Tuesday, January 15, 2008

Eight Queens: I couldn't let it go!

If you're not used to functional programming, and I'm not, you may respond with irritation at an FPer's "How few lines of code can I use to solve this problem?" showpiece. A good example would be the textbook problem of transposing a matrix (for which the answer is posted on Jomo Fischer's blog). If you really need to transpose a lot of matrices, you're probably going to be working in an environment where such operations are optimized, e.g. Mathematica. In other words, you're not going to do it yourself. So if anyone is irritated with the following code, let me say that I had to ponder this (on and off, not continuously!) for a few months before I arrived at the "right" solution, and I do feel that it's right. However, trying to implement it in F# gave me some valuable insights into how it ought to be done in other languages. Here's my solution:
> let queens size =
- let range = [1..size]
- range |> Seq.fold (fun answers column ->
- let positions = [for row in range -> (column, row)]
- [for p in positions for a in answers when all_safe p a -> a@[p]]) [[]]
- ;;

val queens : int -> (int * int) list list

> queens 5;;
val it : (int * int) list list
= [[(1, 4); (2, 2); (3, 5); (4, 3); (5, 1)];
[(1, 3); (2, 5); (3, 2); (4, 4); (5, 1)];
[(1, 5); (2, 3); (3, 1); (4, 4); (5, 2)];
[(1, 4); (2, 1); (3, 3); (4, 5); (5, 2)];
[(1, 5); (2, 2); (3, 4); (4, 1); (5, 3)];
[(1, 1); (2, 4); (3, 2); (4, 5); (5, 3)];
[(1, 2); (2, 5); (3, 3); (4, 1); (5, 4)];
[(1, 1); (2, 3); (3, 5); (4, 2); (5, 4)];
[(1, 3); (2, 1); (3, 4); (4, 2); (5, 5)];
[(1, 2); (2, 4); (3, 1); (4, 3); (5, 5)]]
> queens 4;;
val it : (int * int) list list
= [[(1, 3); (2, 1); (3, 4); (4, 2)]; [(1, 2); (2, 4); (3, 1); (4, 3)]]
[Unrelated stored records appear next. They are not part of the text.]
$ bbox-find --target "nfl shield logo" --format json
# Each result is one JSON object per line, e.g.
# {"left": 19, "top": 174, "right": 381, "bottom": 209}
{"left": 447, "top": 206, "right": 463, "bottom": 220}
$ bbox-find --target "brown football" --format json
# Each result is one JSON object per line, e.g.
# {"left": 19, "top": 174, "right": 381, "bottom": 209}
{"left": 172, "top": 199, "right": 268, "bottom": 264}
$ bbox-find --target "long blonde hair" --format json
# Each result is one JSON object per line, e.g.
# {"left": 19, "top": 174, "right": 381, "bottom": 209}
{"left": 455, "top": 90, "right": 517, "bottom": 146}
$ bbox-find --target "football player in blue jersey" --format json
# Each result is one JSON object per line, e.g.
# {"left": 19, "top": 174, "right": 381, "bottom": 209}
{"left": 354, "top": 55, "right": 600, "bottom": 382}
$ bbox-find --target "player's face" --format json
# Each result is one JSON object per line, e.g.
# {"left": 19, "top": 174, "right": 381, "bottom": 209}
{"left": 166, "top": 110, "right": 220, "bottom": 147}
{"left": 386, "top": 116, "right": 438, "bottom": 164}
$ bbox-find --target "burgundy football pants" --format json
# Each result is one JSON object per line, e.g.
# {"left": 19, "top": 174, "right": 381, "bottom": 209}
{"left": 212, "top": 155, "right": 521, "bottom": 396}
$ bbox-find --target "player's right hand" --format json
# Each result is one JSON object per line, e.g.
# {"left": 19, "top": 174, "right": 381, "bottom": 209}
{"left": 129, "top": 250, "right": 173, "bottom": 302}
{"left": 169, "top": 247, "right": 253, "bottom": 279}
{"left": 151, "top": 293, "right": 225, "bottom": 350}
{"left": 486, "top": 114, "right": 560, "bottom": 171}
First, I did not use a for loop. Not because that would just be too imperative, but because I realized that the range (e.g. from 1..8, for an 8 x 8 chessboard) was actually an (immutable) object that I needed to use in several ways. To generate all the positions on a chessboard, I would then use a "sequence comprehension" such as { for column_number in range for row_number in range -> (column_number, row_number) }. I've begun to see this as more natural than nested for loops. I'm not doing with side effects in a loop; I'm asking for a single object (a collection of board positions) to be created for me. So the comprehension, a declarative construct, is more natural: "Here's what I want; give it to me. I'm not interested in putting it together piece by piece; that's your job." In comparison, the idiom 1, create a list, 2, go through several loops, appending on each innermost iteration, 3, finally do something with the collection (which is probably mutable, even though it really shouldn't be), obscures the intention, and is error-prone.

Then I iterate over that range (now treating it as the sequence of column numbers), and for every column I take the sequence of answers so far (i.e., each such answer is a sequence of one position each from the columns I've seen so far) and extend each one with each position in the current column (i.e. the current element of the range) that's safe. Below, I defined the functions safe() and all_safe(). I can easily generate board positions for the current column by means of another comprehension (let positions = etc.). Then I take the Cartesian product of the answers so far and this new column, filter all these new candidates through all_safe, and pass this new collection on to the next iteration, via fold(). For obvious reasons, Seq.fold starts with the collection of known 0-length answers, which is of course [[]].

If I were (re)doing it in Scheme, I'd rip off Kent Dybvig's comprehension macro, first off. I'd also rip off an implementation of fold, if I didn't already have one. I'd generate a range 1..n just as I do above. Then, on every iteration (I believe it is an iteration, if I'm folding from the left) I create the Cartesian product of the answers so far and the current column (which I just generated), (filter) these pairs through (all-safe), and continue. Something like that.